Kimberly was stunned. To hear her traditional mother recommend divorce for intimacy issues was a shock.

“But Mom, do people divorce for these things? Does that ever happen? I mean, what will I tell people about why we got divorced?”

“First of all, honey, you don’t have to tell anyone anything that you don’t want to. Secondly, yes this is a legitimate reason to leave your selfish husband for”.

“He’s not selfish. He just doesn’t want to have as much sex as I do”.

“May be he isn’t selfish. But he’s also not someone who has acted selflessly. He has ignored your needs because they don’t satisfy his own. Do you think you would’ve been married to him today if you didn’t desire him for the last ten years?”

“I don’t know, Mom”.

“I can tell you that there is very little chance of a man to put up with a sexless marriage. They usually leave their wives if they don’t satisfy them in bed”.

Rose looked at her. She could sense the pain behind Kimberly’s gray eyes.

“You know your dad and I were having sex in the afternoon when you came unannounced”.

Kimberly burst out laughing. Rose smiled embarrassedly too.

“No way, Mom, really?”

“Really, child! Really! With my sagging boobs, hanging stomach and dry hands he still wants to make love to me as much as he wanted to when I was young. Sure he needs some help as I need some help too but our sex life is one of the reasons why we have been able to be married for so long and love each other so hard”.

“But Lennie says that marriage isn’t about sex”.

“Of course it isn’t. How could marriage be only about sex? But in a monogamous marriage he is the man who you can have sex with so he is essential to sex. He doesn’t realize that.
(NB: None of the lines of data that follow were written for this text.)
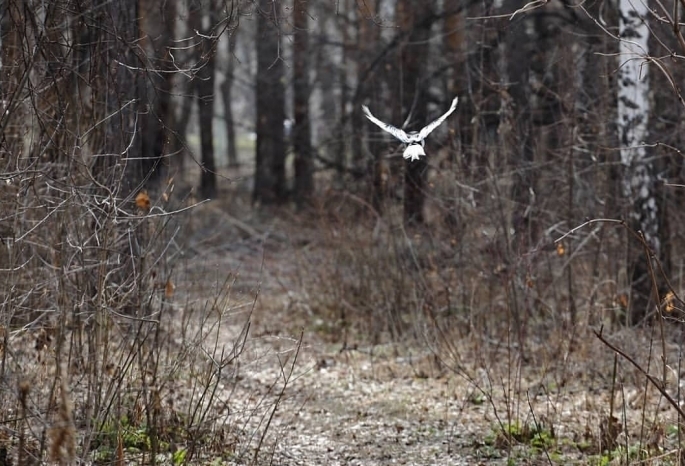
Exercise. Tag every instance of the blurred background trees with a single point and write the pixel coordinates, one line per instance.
(558, 120)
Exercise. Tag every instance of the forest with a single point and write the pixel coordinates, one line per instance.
(213, 251)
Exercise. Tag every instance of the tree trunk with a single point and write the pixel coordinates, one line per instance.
(226, 88)
(269, 187)
(520, 46)
(204, 87)
(412, 64)
(633, 117)
(159, 121)
(302, 144)
(119, 163)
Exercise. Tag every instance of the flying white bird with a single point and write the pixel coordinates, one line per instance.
(414, 140)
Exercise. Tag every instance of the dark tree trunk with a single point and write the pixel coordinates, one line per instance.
(302, 144)
(519, 48)
(119, 163)
(158, 123)
(204, 87)
(226, 88)
(269, 187)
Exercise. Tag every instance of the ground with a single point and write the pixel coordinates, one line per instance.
(348, 401)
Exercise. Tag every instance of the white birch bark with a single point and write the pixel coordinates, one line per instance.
(633, 116)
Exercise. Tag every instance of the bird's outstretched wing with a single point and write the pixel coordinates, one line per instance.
(398, 133)
(429, 128)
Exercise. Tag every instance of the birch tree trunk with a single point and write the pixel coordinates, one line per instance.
(632, 120)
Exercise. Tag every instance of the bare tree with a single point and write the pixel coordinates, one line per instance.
(269, 187)
(302, 144)
(204, 90)
(632, 122)
(226, 93)
(413, 56)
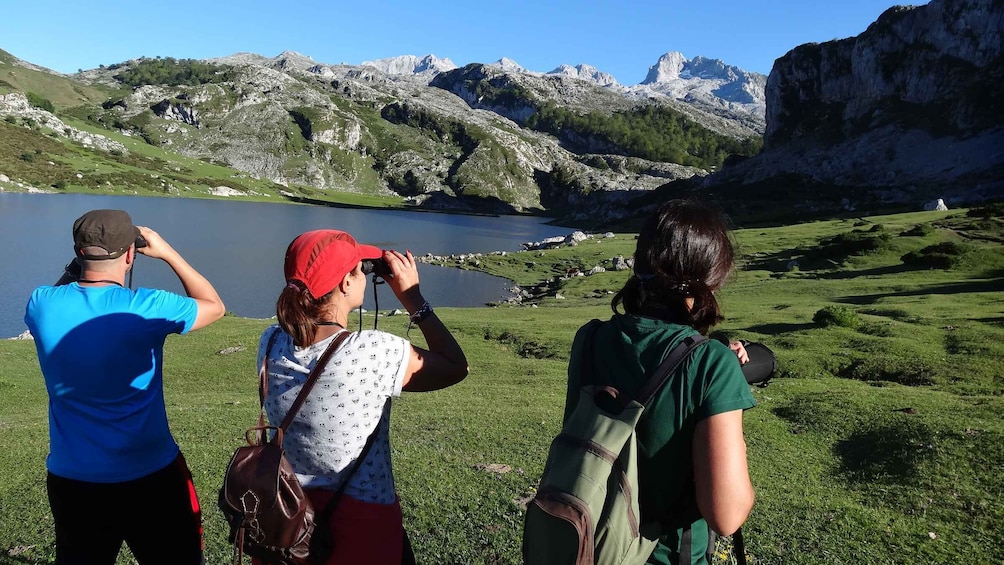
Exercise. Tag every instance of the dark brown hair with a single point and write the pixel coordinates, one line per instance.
(298, 311)
(684, 250)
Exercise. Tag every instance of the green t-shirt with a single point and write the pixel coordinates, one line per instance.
(711, 381)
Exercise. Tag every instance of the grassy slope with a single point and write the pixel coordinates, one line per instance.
(849, 465)
(61, 91)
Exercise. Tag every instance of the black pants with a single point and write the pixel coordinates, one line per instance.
(158, 516)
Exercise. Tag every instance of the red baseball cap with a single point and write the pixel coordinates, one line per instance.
(321, 258)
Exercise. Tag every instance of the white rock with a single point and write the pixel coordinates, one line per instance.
(938, 205)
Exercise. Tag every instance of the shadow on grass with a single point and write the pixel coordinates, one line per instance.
(999, 321)
(6, 557)
(886, 454)
(995, 285)
(776, 329)
(874, 272)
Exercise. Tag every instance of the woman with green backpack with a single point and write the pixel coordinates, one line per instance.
(687, 445)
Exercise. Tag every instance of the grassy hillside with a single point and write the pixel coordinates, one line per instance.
(881, 441)
(39, 158)
(61, 91)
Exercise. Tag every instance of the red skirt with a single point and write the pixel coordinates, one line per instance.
(362, 532)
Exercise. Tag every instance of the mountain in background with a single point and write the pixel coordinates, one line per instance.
(410, 64)
(908, 110)
(411, 126)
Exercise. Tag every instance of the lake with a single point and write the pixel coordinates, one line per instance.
(239, 246)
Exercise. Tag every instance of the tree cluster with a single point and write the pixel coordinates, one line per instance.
(173, 72)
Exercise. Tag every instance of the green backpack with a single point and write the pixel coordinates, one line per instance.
(585, 511)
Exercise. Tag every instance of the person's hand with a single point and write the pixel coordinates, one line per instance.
(157, 247)
(740, 351)
(405, 279)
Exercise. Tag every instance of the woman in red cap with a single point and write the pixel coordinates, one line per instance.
(349, 402)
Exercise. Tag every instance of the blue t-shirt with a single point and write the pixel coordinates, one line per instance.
(100, 350)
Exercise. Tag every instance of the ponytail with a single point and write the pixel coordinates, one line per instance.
(684, 252)
(297, 312)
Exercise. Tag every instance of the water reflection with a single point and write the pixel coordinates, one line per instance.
(239, 246)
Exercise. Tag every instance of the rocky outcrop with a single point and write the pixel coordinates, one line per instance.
(708, 84)
(911, 106)
(411, 64)
(586, 72)
(910, 110)
(16, 104)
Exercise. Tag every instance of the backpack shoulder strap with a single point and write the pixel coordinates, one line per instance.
(666, 369)
(325, 514)
(311, 378)
(586, 374)
(263, 377)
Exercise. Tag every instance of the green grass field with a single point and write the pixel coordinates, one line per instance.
(882, 440)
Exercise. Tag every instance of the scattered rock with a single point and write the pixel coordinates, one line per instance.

Marriage is about a whole host of things, including sex. It’s important for people who it’s important for.”

“He used to be so romantic. He’s not anymore”, Kimberly said wistfully.
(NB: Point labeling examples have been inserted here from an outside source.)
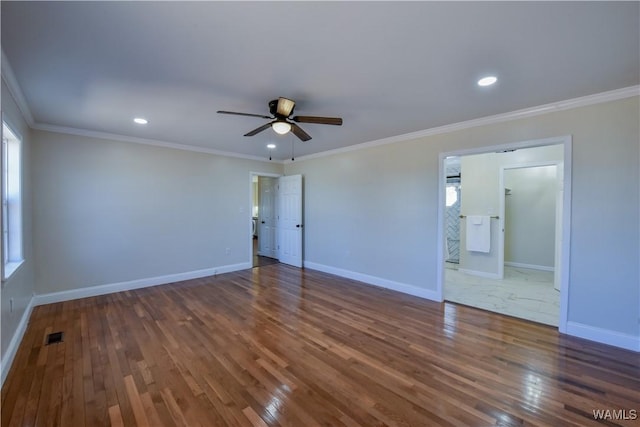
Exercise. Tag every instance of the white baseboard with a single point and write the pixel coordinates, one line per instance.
(12, 348)
(93, 291)
(530, 266)
(375, 281)
(604, 336)
(480, 273)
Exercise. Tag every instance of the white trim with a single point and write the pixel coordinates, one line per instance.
(567, 142)
(529, 266)
(14, 89)
(604, 336)
(583, 101)
(375, 281)
(12, 348)
(251, 175)
(478, 273)
(93, 291)
(145, 141)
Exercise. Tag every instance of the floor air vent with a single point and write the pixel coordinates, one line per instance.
(54, 338)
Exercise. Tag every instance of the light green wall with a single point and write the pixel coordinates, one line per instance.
(374, 211)
(109, 212)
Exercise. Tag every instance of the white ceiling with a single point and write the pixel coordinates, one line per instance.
(386, 68)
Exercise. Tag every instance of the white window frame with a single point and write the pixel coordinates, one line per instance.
(12, 230)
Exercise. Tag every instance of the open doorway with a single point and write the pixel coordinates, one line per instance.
(263, 220)
(276, 219)
(516, 194)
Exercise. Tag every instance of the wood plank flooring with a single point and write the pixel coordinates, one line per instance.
(279, 346)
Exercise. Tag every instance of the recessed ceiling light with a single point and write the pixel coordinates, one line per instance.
(487, 81)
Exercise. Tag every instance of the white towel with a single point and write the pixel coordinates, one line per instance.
(479, 233)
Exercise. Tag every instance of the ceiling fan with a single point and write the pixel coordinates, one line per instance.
(281, 109)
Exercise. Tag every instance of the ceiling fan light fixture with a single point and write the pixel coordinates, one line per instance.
(280, 127)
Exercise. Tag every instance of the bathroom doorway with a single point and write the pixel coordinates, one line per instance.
(515, 276)
(263, 221)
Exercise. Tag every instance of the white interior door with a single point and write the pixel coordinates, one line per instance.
(267, 217)
(289, 225)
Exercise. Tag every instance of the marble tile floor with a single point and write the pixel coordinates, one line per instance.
(524, 293)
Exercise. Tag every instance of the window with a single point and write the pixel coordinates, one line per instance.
(11, 203)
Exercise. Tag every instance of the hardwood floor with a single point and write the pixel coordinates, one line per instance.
(279, 346)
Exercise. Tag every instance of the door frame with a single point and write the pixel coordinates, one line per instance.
(566, 142)
(503, 209)
(250, 210)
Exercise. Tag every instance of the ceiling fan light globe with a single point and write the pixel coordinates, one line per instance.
(281, 128)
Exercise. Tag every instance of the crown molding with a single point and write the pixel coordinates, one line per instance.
(14, 89)
(145, 141)
(583, 101)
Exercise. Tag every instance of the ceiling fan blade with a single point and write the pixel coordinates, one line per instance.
(258, 130)
(297, 131)
(337, 121)
(285, 106)
(245, 114)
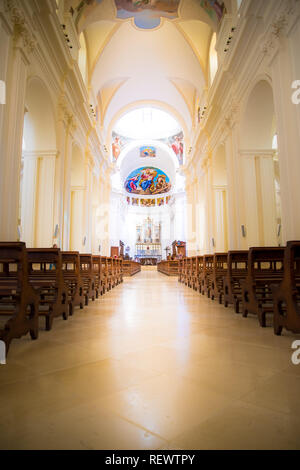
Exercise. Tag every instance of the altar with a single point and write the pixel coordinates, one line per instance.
(148, 244)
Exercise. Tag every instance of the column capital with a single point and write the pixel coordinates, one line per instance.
(23, 36)
(40, 153)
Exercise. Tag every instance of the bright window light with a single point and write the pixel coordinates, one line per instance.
(147, 123)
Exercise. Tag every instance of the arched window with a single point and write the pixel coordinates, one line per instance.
(82, 59)
(213, 58)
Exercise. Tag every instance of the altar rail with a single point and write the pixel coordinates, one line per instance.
(170, 268)
(130, 268)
“He changed,” Rose observed sadly. “But you don’t have to be unhappy. You can have another shot at this. And another. And another.”

“As many as I like?” Kimberly teased her mother.

Rose peered at her daughter’s prematurely lined face. She had raised a confident woman who was proposed by several men before she chose her husband. She was a strong girl and had been selfless in giving herself. She was beautiful too. Very beautiful with eyes the color of a rising storm. Grey with flecks of black. Sometimes when she cried the black took over and it looked like waves in an ocean. When she was happy the grey would shine through, making her face shine like alabaster. She was a porcelain doll with a heart of glass that was broken again and again and again by the pain of rejection, the worst pain that a man could inflict on a woman. She wondered how anyone could decline her child, so beautiful and wholesome. Some people change with time, she then thought to herself. But Kimberly won’t pay the price for someone else changing, she decided.

“As many as you like, Kimberly”. She took her daughter in her arms.